During the summer months I relish the chance to visit the farmer's market in search of local produce with fleeting seasons. I always plan my weekly menu before heading to the grocery store, but when the market is open, I buy what looks irresistible and then plan my menu around that.
Last weekend I came across these beautiful Japanese eggplant. When I think of eggplant, my mind immediately jumps to Italian food. A good eggplant parmesan or baked orzo with pillowy chunks of roasted eggplant sets my heart fluttering. When the temperature's in the nineties, though, I find myself less interested in the hearty dishes I gravitate toward in the winter. My ideal summer pasta has a light sauce and a high vegetable-to-noodle ratio.
Enter this dish, a celebration of seasonal vegetables with complexity of flavor, spare noodles, and an easy sauce that just clings to the whole mix.
This meal also happens to fill another essential summer meal criteria: it's dead simple. While the vegetables are roasting, you compile the remaining ingredients. Then it's just a matter of tossing it all together and devouring it happily. Do give it a try and if you do, let me know how you liked it in the comments section. Cheers!
Summer Eggplant Pasta
- 4 Japanese eggplant or 2 medium conventional eggplant, diced large
- coarse salt and black pepper
- 3 Tablespoons olive oil
- 5 cloves garlic, unpeeled
- 1 small round head radicchio, cored and sliced
- 1 Tablespoon balsamic vinegar
- 1/2 pound short pasta, such a farfalle or fusilli
- 1/4 cup dried currants
- 1/4 cup pine nuts, toasted (my method here)
- 1/3 cup pitted kalamata olives, halved
- 1/4 c finely grated parmesan, plus extra for garnish
- 1/4 c fresh basil, roughly chopped
- 1/4 c fresh parsley, finely chopped, plus extra for garnish
Preheat oven to 450 degrees. In a colander, toss eggplant with 2 teaspoons salt. Let stand 30 minutes. Roll up tightly in a clean tea towel and squeeze to soak up as much excess water as possible. Transfer eggplant to a rimmed baking sheet. Toss eggplant with 1 tablespoon oil, garlic, and pepper to taste. In a separate oven-safe dish, toss radicchio with 1 tablespoon oil and salt and pepper to taste.
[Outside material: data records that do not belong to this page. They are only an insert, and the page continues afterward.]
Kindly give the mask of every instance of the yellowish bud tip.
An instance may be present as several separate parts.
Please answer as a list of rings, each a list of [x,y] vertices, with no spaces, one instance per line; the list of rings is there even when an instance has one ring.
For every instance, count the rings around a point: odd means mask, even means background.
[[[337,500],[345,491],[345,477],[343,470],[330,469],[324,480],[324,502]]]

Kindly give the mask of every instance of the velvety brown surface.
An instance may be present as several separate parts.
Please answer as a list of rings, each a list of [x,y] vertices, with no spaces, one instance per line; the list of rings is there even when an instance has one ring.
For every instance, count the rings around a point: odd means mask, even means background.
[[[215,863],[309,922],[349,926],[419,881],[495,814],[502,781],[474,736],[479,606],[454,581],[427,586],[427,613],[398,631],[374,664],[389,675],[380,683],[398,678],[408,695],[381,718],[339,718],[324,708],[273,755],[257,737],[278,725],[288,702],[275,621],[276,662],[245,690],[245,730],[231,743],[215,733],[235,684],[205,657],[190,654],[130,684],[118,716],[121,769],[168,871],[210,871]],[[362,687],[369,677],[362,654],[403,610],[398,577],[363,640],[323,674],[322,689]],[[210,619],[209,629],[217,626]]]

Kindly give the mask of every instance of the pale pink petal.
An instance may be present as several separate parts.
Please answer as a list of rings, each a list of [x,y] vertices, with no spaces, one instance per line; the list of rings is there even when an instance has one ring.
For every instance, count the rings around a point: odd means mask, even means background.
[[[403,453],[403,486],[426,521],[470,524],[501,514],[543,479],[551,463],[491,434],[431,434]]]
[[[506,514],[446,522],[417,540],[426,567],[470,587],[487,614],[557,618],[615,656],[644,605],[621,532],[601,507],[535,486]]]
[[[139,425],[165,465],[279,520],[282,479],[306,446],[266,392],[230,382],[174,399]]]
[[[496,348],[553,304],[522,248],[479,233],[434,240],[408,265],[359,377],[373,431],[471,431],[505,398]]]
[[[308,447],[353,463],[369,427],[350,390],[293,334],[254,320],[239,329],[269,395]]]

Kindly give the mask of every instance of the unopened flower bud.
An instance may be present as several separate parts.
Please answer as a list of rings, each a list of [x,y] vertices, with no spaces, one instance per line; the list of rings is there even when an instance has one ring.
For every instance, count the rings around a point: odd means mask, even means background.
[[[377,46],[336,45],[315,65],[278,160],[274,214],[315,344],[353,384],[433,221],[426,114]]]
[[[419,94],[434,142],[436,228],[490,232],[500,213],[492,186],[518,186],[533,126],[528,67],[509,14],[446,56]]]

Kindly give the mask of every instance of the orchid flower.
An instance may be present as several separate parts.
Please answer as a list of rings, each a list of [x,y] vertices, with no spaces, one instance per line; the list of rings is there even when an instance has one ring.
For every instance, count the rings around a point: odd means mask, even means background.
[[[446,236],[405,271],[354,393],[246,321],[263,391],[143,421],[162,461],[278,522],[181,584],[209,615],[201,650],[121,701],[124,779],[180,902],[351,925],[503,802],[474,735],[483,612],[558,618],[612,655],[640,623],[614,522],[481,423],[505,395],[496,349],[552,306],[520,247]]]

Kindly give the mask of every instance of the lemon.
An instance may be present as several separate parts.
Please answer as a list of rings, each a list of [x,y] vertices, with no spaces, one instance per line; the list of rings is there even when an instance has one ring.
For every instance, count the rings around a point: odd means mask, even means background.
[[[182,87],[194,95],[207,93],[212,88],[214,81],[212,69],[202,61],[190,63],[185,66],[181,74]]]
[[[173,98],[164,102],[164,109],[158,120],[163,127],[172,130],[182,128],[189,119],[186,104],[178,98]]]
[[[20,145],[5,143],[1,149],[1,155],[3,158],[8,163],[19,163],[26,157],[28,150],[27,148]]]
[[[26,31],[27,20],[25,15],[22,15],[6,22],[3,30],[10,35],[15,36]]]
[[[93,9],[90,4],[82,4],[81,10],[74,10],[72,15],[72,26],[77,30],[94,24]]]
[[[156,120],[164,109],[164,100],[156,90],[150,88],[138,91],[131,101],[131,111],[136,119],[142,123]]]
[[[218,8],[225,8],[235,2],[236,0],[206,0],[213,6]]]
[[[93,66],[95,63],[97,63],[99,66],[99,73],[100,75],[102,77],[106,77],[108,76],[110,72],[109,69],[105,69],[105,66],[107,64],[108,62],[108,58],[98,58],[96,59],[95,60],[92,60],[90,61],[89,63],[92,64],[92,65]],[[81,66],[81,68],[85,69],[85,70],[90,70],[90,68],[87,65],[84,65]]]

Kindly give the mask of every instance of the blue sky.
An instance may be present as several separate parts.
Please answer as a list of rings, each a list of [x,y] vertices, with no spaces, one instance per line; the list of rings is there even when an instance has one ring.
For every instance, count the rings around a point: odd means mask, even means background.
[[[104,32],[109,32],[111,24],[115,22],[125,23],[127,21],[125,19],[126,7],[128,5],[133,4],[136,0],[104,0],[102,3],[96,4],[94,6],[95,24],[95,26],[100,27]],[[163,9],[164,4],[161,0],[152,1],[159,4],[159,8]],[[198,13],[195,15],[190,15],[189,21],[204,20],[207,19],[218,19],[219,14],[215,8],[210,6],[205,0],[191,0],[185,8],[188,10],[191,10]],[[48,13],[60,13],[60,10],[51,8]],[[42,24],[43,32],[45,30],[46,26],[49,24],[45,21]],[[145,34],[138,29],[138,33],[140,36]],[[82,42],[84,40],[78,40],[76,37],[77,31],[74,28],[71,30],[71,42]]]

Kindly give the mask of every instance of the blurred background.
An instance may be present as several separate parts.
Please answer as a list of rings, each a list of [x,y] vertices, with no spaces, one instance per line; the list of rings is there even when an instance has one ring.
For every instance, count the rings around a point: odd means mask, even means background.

Bake eggplant until golden and cooked through, 30 to 35 minutes, adding radicchio to the oven for the final fifteen minutes of roasting time. After removing vegetables from oven, immediately drizzle radicchio with balsamic vinegar. Slip and discard the skins from the garlic cloves.
Meanwhile, in a large pot of boiling salted water, cook pasta according to package instructions. Drain the pasta, reserving 1/2 cup pasta water. Return pasta to pot then add eggplant, peeled garlic cloves, radicchio, currants, olives, pine nuts, parmesan, herbs, remaining 1 tablespoon oil, and enough pasta water to create a light sauce that coats the pasta. Season to taste with salt and pepper. Top with extra parmesan and parsley to serve.
Note: This recipe was adapted quite liberally from Martha Stewart Living.